Nationalism is a flexible term that can include any collectivist or communitarian politics, and I think thats why these definitions founder. The nationalism approach is a dead end. So here is my alternative definition: Fascism is the belief that large scale extra-legal violence should be a part of normal politics.
Large scale is meant to exclude the odd assassination of a journalist every know and again. Those strikes seem to me more like embarrassed necessities or veiled threats rather than the public celebration of unsanctioned violence that Fascism promoted.
I specify “normal politics” to exclude movements in a revolutionary period. The Boston Tea party involved extra-legal violence, but patriots did not think that unsanctioned attacks should be a regular tool of their new state.

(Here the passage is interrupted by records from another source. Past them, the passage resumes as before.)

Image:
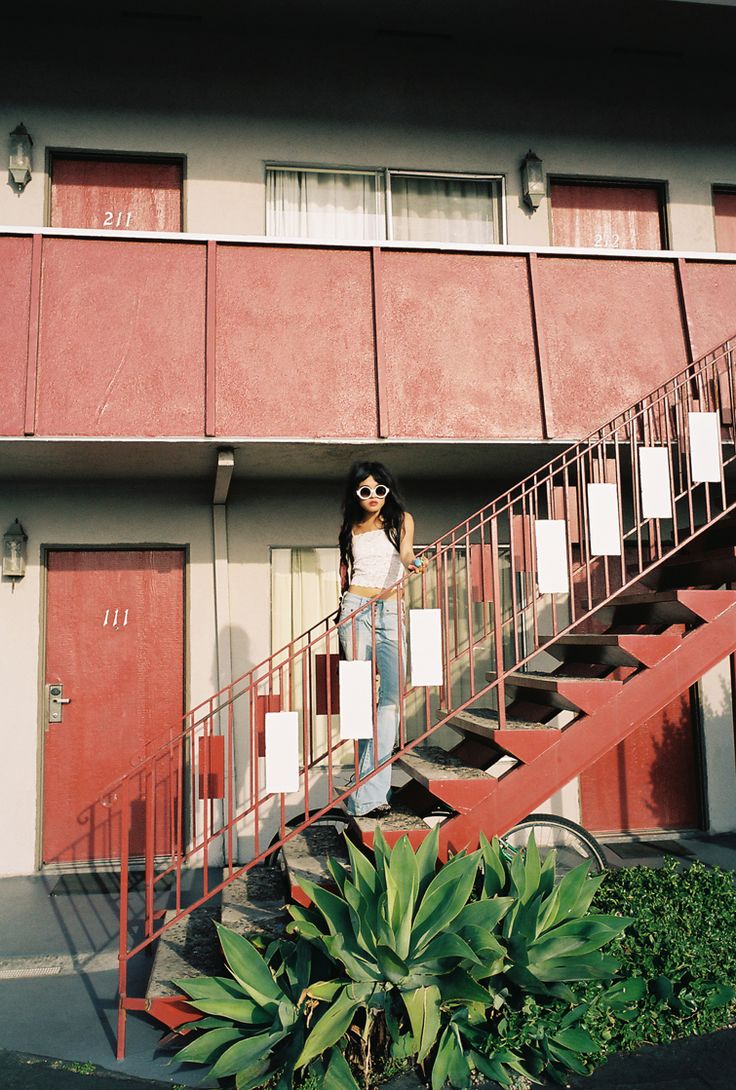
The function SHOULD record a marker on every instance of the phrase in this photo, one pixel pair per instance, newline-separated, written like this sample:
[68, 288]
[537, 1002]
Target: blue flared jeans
[379, 625]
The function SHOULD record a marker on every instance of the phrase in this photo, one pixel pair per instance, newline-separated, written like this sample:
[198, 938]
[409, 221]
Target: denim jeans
[379, 625]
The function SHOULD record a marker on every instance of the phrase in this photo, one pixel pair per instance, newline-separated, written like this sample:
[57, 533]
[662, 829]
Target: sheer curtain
[444, 209]
[310, 204]
[304, 589]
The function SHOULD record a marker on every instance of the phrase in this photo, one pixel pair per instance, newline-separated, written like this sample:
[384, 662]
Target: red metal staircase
[636, 626]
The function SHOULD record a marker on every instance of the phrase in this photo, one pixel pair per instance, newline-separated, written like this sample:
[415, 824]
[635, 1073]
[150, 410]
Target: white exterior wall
[260, 516]
[85, 515]
[371, 104]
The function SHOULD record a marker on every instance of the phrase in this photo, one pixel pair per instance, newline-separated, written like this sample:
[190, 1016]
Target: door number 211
[119, 219]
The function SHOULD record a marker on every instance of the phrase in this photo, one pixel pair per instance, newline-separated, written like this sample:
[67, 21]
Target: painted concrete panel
[294, 342]
[613, 331]
[458, 347]
[15, 255]
[121, 342]
[711, 293]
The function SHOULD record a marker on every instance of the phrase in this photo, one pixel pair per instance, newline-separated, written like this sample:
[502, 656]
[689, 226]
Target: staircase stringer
[590, 737]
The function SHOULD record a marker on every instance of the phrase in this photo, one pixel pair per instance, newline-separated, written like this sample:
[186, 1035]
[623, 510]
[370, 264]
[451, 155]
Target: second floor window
[311, 203]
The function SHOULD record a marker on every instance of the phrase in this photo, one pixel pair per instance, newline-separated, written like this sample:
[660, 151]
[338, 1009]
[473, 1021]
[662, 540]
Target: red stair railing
[200, 799]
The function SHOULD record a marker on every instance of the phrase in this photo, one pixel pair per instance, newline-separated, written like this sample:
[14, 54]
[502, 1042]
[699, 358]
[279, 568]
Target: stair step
[399, 822]
[673, 606]
[616, 649]
[696, 568]
[305, 857]
[457, 784]
[255, 901]
[188, 948]
[483, 722]
[556, 690]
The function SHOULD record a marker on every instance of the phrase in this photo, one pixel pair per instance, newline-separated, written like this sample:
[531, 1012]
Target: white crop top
[376, 561]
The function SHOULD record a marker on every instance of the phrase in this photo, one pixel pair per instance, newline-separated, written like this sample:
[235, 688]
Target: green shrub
[682, 941]
[430, 966]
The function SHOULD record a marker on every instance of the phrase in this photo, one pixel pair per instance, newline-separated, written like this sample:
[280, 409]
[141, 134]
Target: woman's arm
[407, 549]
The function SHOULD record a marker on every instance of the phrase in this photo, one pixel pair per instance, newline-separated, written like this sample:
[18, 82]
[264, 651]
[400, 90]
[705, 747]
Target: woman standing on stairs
[376, 548]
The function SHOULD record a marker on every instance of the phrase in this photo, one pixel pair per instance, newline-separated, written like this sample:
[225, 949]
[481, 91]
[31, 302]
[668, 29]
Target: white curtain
[306, 204]
[444, 209]
[304, 589]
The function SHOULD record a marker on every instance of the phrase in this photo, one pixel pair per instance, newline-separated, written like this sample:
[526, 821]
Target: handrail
[481, 577]
[516, 493]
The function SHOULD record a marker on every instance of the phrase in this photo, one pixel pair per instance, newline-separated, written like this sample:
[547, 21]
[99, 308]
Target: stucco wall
[83, 516]
[260, 516]
[231, 106]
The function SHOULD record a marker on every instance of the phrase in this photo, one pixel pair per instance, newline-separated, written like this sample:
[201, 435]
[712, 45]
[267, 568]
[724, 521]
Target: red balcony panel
[15, 262]
[458, 347]
[294, 342]
[121, 343]
[613, 331]
[711, 298]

My inspiration for this definition came from David Frum’s reflection that January, 6th made him sympathetic to Trump-Fascism comparison that he had previously resisted. He argued that a contempt for legality and excitement at violence characterizes Fascism. He cites the Argentine Anti-Fascist meme “Defend the fatherland. Kill a student.” as insightfully lampooning this romantic impulse. (I disagree with his narrow point on Trump. The overwhelming of mass of the American right is embarrassed by the violence January 6th, and those few that sympathize only embrace violence in the narrow context of a “stolen” election. They are reenacting a deluded Boston Tea Party rather than seeking to institutionalize government by militias of Buffalo-horned goons.) Yet, I think his definition can help us explain a few things.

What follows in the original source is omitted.